I remember when I was at school we had to write a story that conveyed an emotion. I wrote about a woman who was scared as she climbed over a wall and was about to break in to a house. I thought I'd done a good job with it but I got a lower grade for the piece that I'd hoped for, so I went to talk to the teacher about it afterwards.
She asked me very simply, 'what is she doing there'?
In concentrating on describing the emotion in the piece I'd completely left out any reason for the character to be doing what she was doing, and that made the piece unsatisfactory.
I knew when I was writing that the woman was a private investigator and she was breaking in to the house of a vicious crook to get evidence against him. It was one of her first cases and she was scared because she hadn't done anything like that before, and knew that if she got caught then she would probably be killed.
The problem was, I hadn't included any of that back story in what I'd written, so the reader didn't know anything about the character's motivation or why she was pushing herself to do something that was making her scared.
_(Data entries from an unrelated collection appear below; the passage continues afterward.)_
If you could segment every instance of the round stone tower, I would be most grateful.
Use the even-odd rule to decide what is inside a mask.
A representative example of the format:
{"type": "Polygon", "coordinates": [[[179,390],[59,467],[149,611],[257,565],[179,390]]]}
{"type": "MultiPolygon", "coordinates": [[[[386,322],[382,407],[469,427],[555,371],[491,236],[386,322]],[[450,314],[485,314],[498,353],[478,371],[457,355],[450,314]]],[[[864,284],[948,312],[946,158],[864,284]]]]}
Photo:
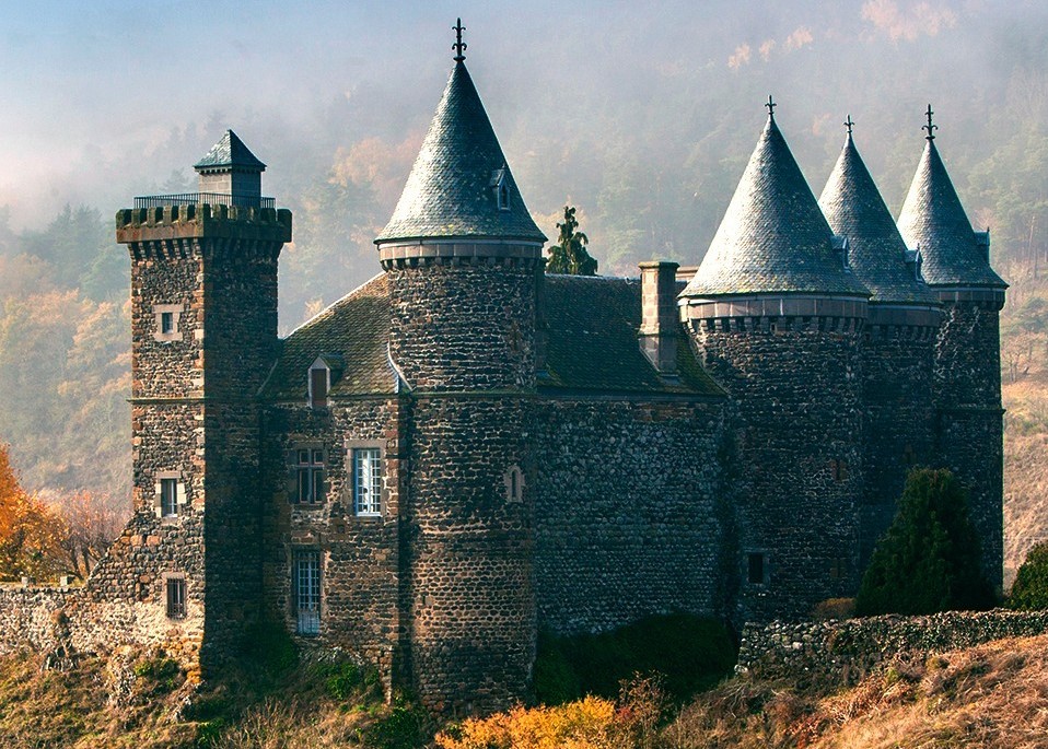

Of course, if I'd put everything in then it would have been a whole lot of telling and still not a very good piece, so what I should have done was just drop a few hints about some things, maybe have the character remember something about the owner of the house while she was sneaking in, and let the reader fill in just a few of the gaps, rather than having to make up their own reason why the woman was breaking in.
So K is for knowing - how much we know as writers and how much of that information we pass on to readers, and at what points and in what way, can make a huge difference to how enjoyable a story is.
Also, on the off-chance that my English teacher Miss D'Auban, is reading this, thank you for the good advice :)
• Challenge - who has given you good advice? Share it with someone else!